The spice trade—and one spice in particular—helped to shape the history of the world. The Persian Empire built and maintained roads for government messengers and for their army, but these roads were also used by merchants traveling across the Empire from India to Egypt or Greece and back again. India, China, and Rome all imitated the Persian system of roads; the result was an intricate system of travel ways (some involving rivers or coastlines) called the Silk Road. Italian glass was sold in China two thousand years ago, and Chinese silk was sold in Rome.
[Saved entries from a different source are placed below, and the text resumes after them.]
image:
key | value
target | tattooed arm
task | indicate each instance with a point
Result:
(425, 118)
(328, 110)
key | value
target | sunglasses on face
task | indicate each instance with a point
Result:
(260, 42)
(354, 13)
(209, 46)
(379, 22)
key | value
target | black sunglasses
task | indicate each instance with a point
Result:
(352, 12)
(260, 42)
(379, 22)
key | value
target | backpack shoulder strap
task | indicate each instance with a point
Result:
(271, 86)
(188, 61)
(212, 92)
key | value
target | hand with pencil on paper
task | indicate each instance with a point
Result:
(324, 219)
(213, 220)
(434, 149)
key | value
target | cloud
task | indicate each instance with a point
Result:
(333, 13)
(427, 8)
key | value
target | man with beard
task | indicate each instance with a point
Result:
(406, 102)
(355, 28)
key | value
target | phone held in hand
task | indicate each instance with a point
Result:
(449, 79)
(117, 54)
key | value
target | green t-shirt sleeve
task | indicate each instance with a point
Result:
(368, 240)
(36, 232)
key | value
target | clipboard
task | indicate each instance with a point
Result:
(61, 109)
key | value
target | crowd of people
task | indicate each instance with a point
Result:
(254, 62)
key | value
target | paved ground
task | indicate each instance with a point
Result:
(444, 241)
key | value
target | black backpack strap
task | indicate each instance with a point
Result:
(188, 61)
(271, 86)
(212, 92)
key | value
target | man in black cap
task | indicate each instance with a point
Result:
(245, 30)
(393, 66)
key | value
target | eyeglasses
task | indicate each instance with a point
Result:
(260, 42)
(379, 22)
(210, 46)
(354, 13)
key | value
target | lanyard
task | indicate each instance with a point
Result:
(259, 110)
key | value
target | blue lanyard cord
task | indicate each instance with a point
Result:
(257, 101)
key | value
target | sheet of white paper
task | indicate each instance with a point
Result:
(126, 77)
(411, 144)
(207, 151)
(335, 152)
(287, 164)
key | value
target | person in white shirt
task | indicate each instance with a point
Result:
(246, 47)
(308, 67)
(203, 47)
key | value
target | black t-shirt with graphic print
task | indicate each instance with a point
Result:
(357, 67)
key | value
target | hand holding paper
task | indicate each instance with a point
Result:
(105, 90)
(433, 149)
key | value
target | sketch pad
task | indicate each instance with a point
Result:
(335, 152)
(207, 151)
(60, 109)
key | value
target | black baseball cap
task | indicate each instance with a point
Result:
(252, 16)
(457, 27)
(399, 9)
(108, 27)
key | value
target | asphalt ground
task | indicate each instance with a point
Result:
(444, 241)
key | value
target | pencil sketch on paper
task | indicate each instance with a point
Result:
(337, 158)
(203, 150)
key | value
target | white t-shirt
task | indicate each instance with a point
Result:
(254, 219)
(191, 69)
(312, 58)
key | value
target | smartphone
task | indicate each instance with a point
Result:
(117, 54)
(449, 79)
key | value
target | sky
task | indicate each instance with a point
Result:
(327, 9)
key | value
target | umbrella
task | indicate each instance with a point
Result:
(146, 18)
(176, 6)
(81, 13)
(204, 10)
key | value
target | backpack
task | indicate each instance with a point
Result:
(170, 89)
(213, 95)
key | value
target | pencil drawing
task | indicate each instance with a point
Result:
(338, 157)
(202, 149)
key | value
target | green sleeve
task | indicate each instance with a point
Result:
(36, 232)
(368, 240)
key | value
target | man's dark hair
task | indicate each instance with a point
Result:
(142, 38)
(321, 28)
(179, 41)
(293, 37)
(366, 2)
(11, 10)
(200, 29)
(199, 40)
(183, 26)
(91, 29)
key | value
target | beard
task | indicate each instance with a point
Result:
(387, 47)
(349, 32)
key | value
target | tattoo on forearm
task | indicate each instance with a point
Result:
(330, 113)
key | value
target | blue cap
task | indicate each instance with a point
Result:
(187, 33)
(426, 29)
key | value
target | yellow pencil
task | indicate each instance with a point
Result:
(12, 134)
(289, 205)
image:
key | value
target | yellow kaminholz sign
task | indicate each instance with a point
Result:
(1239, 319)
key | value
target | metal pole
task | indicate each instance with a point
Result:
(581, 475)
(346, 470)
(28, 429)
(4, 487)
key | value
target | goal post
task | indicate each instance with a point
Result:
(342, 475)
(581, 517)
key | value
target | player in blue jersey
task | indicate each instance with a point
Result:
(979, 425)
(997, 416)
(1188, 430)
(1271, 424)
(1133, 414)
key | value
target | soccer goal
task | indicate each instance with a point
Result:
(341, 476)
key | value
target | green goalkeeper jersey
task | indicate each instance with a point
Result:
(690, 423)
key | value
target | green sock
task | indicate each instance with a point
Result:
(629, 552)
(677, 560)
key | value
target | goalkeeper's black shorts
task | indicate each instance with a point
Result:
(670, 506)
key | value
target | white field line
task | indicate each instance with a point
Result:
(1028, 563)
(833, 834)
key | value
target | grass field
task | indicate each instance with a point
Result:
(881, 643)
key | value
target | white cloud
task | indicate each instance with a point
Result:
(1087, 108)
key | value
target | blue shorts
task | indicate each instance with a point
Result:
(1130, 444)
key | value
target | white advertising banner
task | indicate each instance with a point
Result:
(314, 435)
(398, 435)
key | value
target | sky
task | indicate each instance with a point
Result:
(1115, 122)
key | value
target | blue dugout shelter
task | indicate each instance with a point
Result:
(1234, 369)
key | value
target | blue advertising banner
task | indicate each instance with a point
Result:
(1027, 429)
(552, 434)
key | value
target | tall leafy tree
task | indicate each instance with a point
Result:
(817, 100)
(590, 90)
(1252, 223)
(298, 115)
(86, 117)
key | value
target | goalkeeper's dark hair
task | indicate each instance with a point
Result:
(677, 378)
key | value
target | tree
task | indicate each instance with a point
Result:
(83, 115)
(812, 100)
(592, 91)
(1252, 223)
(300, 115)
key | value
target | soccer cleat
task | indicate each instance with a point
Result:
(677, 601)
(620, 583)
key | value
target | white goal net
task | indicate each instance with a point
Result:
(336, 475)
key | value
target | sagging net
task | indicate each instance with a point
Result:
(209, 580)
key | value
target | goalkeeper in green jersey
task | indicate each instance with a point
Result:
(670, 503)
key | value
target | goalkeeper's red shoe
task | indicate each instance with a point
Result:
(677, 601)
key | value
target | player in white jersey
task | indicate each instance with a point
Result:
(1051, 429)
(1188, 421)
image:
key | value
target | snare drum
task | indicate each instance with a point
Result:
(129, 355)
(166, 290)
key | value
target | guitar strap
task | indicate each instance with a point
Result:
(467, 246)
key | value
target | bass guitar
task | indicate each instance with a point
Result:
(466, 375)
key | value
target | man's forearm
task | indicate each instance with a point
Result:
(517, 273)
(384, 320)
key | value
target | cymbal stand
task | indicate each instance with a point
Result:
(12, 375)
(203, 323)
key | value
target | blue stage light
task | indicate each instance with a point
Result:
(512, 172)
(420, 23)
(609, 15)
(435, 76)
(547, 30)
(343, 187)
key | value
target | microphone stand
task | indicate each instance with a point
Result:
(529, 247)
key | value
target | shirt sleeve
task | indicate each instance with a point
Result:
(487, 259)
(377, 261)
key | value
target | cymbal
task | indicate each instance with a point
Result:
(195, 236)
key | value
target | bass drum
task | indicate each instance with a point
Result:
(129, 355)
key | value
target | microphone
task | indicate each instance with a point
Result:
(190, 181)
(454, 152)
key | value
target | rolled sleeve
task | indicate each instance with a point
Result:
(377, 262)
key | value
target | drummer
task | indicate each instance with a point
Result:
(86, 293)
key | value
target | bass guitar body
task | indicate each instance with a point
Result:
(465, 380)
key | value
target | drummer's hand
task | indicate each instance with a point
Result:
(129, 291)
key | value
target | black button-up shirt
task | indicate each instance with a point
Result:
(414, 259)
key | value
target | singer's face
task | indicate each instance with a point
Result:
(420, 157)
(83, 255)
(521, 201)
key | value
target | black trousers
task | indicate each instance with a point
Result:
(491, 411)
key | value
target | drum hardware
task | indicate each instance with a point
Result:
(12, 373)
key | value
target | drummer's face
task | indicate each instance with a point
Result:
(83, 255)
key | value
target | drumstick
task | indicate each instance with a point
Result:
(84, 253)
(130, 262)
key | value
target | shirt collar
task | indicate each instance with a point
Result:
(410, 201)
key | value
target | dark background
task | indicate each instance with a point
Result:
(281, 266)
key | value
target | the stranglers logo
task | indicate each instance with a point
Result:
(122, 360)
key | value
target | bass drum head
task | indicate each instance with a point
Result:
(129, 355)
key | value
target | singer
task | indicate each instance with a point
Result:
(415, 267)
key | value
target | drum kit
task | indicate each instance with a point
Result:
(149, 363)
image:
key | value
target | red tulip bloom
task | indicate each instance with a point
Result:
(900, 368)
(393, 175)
Anything that could be bought and sold traveled along the Silk Road—precious metals, gems, artwork, fabric, fruits, vegetables, animals, and slaves. Spices were an important part of this vast economy which linked three continents and would eventually shape two more.

The most prized spice that traveled the Silk Road was made from a plant indigenous to the islands of Indonesia. Indian travelers brought this spice west, selling it in India and also in Arabia. Europeans first encountered this spice when they traveled to Asia for the Crusades, and it rapidly became popular in Europe. Italian investors tried to raise this spice on islands in the Mediterranean Sea, but the climate was too temperate for this plant. By the 1400s, as Portuguese explorers traveled along the coast of Africa, they found uninhabited islands of the coast that were ideal for this Indonesian spice. Soon the Portuguese had a booming business raising and selling this popular spice, enriching the nation and making further travel possible.

If you search through your spice rack, looking for this particular spice, you will not find it there. This popular spice is not pepper, or cinnamon, or nutmeg, or cloves. Nor is it ginger or mustard. The name of this spice, so desperately wanted in Europe centuries ago, is sugar.

Of course now sugar is treated as a staple, sold in five pound bags like flour rather than in tiny jars or cans. Yet sugar is indeed a spice and was treated as a spice by merchants and by governments that taxed products when they were bought and sold. Europeans were familiar with other sweeteners, such as honey, but cane sugar appealed to the European sweet tooth. This addiction to sugar changed the history of the planet, as I will describe in coming posts. J.